Nell’ultimo anno, prima della caduta dell’ex generale, era stata disposta la chiusura di oltre 20 parrocchie. Nello stesso periodo, secondo l’organizzazione internazionale ‘Open doors’ che opera per la difesa dei cristiani perseguitati in 60 Paesi, almeno tre sacerdoti erano stati uccisi e centinaia di fedeli arrestati per disturbo della ‘pace pubblica’. Veri e propri atti di intimidazione al fine di scoraggiare la pratica del culto o l’insegnamento con metodi cristiani. Finora anche interagire con i musulmani sudanesi poteva essere fonte di guai. Era necessaria massima cautela, menzio- nare la propria fede poteva essere interpretato come un atto che incoraggiava l’apostasia nei confronti dell’islam. I l Sudan, fino al 2018, era al quinto posto nella classifica di ‘Open doors’ delle nazioni con il maggior numero di azioni ostili e persecuzioni. Sotto il dominio autoritario del presidente al-Bashir e del suo partito, non esisteva uno stato di diritto nel Paese. Il suo governo ha anche tentato di controllare la leadership cristiana attraverso l’istituzione di un comitato di nomina governativa. Per anni sono stati arrestati e intimiditi regolarmente i leader delle comunità religiose. Alcuni religiosi sono stati imprigionati con l’accusa di spionaggio, molte chiese distrutte per poter espropriare i terreni delle comunità sotto attacco.

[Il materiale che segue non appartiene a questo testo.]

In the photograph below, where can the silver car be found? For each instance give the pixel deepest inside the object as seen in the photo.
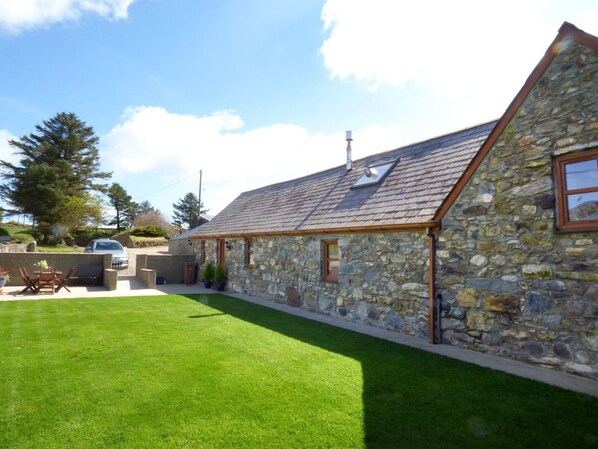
(120, 258)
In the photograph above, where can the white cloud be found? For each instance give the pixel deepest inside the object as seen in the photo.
(173, 147)
(478, 52)
(19, 15)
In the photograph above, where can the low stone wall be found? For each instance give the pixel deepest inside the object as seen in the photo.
(383, 277)
(168, 266)
(147, 277)
(110, 279)
(13, 248)
(59, 261)
(180, 247)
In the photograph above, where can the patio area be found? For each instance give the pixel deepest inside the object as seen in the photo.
(126, 286)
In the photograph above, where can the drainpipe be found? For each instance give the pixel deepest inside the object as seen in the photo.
(433, 313)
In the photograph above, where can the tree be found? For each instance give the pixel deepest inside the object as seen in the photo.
(59, 162)
(154, 219)
(79, 211)
(145, 207)
(123, 204)
(185, 210)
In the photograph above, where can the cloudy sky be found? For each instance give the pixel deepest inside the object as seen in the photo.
(261, 91)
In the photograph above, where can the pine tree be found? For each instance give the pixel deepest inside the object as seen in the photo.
(57, 163)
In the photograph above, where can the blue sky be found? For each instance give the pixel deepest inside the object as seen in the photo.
(256, 92)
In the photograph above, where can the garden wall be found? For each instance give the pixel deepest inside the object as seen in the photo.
(168, 266)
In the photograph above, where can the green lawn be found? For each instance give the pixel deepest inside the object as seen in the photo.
(216, 372)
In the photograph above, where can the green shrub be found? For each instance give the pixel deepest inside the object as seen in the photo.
(92, 233)
(22, 238)
(208, 271)
(220, 274)
(148, 231)
(69, 240)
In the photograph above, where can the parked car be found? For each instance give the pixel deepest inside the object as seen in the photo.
(120, 258)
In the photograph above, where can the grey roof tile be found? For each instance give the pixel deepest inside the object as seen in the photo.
(411, 193)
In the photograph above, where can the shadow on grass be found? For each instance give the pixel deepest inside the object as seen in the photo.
(415, 399)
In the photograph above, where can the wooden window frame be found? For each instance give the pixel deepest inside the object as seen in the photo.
(202, 252)
(562, 192)
(221, 252)
(249, 243)
(326, 259)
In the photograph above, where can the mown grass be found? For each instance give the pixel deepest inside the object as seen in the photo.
(216, 372)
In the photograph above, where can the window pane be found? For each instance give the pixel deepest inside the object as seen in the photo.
(583, 207)
(332, 251)
(581, 175)
(333, 268)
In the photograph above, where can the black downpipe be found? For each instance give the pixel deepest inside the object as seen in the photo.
(438, 311)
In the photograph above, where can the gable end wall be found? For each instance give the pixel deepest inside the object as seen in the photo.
(511, 284)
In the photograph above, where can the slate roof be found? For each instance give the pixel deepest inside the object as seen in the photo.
(324, 202)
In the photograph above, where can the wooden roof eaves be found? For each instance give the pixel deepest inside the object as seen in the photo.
(567, 30)
(408, 227)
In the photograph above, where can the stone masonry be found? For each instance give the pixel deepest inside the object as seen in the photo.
(511, 283)
(383, 277)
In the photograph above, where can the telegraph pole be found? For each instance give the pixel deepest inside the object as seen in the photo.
(199, 200)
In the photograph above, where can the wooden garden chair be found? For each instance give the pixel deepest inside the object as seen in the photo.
(30, 284)
(46, 282)
(63, 283)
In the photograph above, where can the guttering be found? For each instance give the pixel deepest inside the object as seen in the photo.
(432, 286)
(413, 227)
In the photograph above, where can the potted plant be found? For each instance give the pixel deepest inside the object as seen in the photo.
(220, 278)
(42, 265)
(4, 277)
(208, 274)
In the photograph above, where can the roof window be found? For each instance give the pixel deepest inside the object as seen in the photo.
(374, 174)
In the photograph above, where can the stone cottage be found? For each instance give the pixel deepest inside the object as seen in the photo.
(484, 238)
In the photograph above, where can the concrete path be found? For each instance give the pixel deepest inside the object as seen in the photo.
(129, 286)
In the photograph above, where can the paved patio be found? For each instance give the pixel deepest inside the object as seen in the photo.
(129, 286)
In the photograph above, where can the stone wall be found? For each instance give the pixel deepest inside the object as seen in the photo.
(511, 284)
(383, 277)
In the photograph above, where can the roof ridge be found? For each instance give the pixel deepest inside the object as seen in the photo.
(401, 148)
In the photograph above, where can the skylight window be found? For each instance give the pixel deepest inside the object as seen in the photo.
(374, 174)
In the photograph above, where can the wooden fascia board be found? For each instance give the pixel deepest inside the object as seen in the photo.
(412, 227)
(567, 31)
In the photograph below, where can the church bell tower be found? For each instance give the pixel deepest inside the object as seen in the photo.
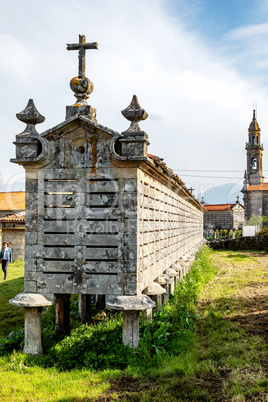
(254, 150)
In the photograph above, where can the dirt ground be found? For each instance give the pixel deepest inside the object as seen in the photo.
(253, 301)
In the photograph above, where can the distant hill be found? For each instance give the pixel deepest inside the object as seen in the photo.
(224, 194)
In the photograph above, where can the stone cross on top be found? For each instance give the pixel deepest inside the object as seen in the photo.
(82, 46)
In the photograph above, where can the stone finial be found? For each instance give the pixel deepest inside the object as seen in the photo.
(134, 113)
(164, 280)
(31, 117)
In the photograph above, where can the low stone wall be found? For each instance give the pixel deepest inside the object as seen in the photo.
(259, 243)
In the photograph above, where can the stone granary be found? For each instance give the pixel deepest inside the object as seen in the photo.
(12, 229)
(224, 216)
(255, 190)
(102, 217)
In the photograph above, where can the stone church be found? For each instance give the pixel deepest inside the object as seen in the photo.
(255, 190)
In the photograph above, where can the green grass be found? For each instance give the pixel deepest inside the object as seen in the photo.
(195, 349)
(11, 317)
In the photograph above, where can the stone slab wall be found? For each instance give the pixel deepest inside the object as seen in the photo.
(169, 226)
(98, 223)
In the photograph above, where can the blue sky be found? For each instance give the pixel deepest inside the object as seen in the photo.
(196, 66)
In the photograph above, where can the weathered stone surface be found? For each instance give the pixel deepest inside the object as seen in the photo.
(154, 289)
(102, 216)
(142, 302)
(30, 300)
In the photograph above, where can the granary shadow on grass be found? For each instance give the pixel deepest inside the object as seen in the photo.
(250, 312)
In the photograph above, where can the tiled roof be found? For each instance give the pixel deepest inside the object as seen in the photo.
(257, 187)
(20, 217)
(218, 207)
(12, 201)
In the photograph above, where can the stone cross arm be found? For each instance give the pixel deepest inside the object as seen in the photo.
(82, 46)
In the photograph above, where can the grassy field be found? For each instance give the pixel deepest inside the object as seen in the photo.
(210, 344)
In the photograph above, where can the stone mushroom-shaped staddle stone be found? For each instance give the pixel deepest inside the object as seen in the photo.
(131, 307)
(33, 304)
(135, 142)
(173, 275)
(156, 291)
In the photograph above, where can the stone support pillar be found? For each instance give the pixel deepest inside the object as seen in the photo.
(100, 302)
(63, 313)
(33, 304)
(84, 307)
(172, 274)
(32, 331)
(155, 291)
(131, 328)
(131, 306)
(164, 281)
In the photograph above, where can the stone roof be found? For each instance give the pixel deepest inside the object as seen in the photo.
(257, 187)
(159, 162)
(219, 207)
(12, 201)
(20, 217)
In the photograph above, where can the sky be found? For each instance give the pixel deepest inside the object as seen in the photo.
(198, 67)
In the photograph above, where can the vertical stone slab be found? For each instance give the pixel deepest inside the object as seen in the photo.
(84, 308)
(63, 313)
(32, 331)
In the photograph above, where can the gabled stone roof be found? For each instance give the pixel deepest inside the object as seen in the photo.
(257, 187)
(159, 162)
(219, 207)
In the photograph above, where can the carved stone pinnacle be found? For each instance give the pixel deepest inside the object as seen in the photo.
(31, 117)
(134, 113)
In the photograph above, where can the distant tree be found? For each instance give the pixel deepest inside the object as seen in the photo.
(258, 220)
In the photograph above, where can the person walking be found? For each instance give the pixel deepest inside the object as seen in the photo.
(5, 257)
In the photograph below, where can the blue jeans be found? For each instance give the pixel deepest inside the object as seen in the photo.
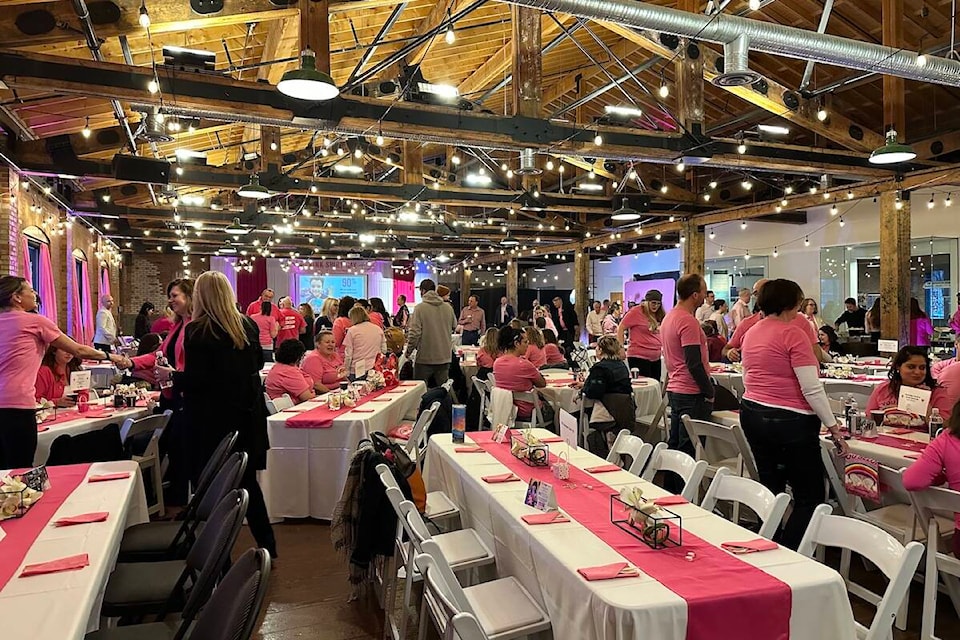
(786, 446)
(685, 404)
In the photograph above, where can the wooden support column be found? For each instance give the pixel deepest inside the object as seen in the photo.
(689, 71)
(527, 71)
(895, 268)
(581, 285)
(465, 279)
(270, 148)
(513, 283)
(315, 30)
(412, 162)
(693, 247)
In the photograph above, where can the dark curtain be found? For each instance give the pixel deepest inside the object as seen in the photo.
(251, 284)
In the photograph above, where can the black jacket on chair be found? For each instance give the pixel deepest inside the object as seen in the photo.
(222, 393)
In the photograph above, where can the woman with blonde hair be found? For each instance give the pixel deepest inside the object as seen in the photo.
(222, 361)
(643, 323)
(363, 343)
(535, 353)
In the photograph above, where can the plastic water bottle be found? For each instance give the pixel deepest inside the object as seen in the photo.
(853, 418)
(936, 423)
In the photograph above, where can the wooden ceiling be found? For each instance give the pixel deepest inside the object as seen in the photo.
(248, 36)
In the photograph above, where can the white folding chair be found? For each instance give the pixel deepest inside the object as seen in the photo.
(150, 458)
(277, 405)
(711, 438)
(503, 608)
(897, 562)
(628, 444)
(933, 505)
(731, 488)
(679, 463)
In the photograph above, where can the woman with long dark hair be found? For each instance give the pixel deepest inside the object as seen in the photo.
(222, 360)
(25, 336)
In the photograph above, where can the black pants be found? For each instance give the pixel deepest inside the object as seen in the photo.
(18, 438)
(786, 446)
(647, 368)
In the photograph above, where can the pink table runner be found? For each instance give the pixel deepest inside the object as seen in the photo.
(322, 417)
(23, 532)
(727, 599)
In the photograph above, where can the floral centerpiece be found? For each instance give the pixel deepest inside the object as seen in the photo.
(16, 497)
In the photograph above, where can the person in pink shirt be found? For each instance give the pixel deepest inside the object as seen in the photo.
(25, 336)
(291, 322)
(643, 322)
(551, 349)
(921, 327)
(54, 374)
(342, 322)
(784, 404)
(269, 328)
(534, 352)
(514, 372)
(939, 463)
(285, 377)
(324, 364)
(689, 388)
(910, 368)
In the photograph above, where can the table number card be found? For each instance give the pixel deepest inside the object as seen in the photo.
(568, 429)
(914, 400)
(540, 496)
(79, 380)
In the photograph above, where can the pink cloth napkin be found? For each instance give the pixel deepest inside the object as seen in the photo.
(609, 571)
(83, 518)
(750, 546)
(69, 563)
(603, 468)
(104, 477)
(550, 517)
(502, 477)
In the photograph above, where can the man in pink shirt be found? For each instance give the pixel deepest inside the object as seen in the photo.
(291, 322)
(689, 388)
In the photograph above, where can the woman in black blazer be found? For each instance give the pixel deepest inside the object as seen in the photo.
(222, 391)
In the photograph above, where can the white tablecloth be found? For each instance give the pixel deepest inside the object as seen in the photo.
(66, 605)
(646, 393)
(81, 425)
(545, 559)
(890, 456)
(307, 468)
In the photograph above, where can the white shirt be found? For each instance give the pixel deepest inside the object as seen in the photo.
(106, 328)
(594, 324)
(704, 312)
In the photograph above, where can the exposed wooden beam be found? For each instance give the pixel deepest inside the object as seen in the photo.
(166, 16)
(836, 128)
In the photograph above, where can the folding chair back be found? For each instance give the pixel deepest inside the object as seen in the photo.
(232, 611)
(628, 444)
(680, 463)
(897, 562)
(723, 439)
(768, 507)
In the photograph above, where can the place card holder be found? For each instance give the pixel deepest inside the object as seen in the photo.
(658, 530)
(535, 454)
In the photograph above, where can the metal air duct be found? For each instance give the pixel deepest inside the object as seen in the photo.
(528, 164)
(766, 37)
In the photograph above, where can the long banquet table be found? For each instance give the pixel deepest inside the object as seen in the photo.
(66, 605)
(545, 560)
(69, 421)
(307, 468)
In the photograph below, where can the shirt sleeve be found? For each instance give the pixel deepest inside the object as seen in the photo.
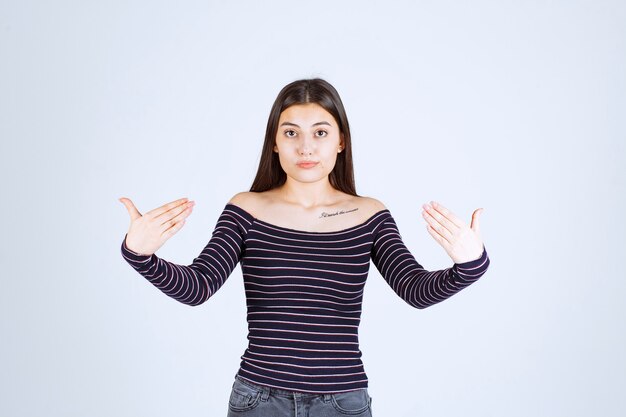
(194, 284)
(415, 285)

Da oggi tutto questo non sarà più possibile. Almeno dal punto di vista legale. La legge, però, non può proteggere dagli estremisti che non hanno accolto con favore la svolta di Hamdok. Nelle aree in conflitto nel Paese, i cristiani vengono attaccati indiscriminatamente. Sono le principali vittime, in particolare nel Sud Kordofan, delle milizie filo arabe che si contrappongono ai gruppi ribelli che non hanno ancora deposto le armi. Portare avanti l’azione riformatrice in Sudan non è compito agevole. I malumori non sono mancati neanche per le altre significative novità che stanno cambiando il volto della nazione africana, come il divieto di praticare le mutilazioni genitali femminili con l’introduzione di pene fino a tre anni di reclusione per chi continuasse a perpetuare la tribale usanza e l’abolizione della legge che imponeva alle donne di coprirsi in pubblico e impediva loro di viaggiare con i propri figli in assenza del marito.

Cancellata anche la norma che vietava il consumo di alcolici ai non musulmani (il 3% circa della popolazione) che però rimane in vigore per i fedeli musulmani. Cambiamenti storici che nell’anniversario della firma della dichiarazione costituzionale danno forza al mandato di Hamdok che deve e può consolidare la democrazia in Sudan.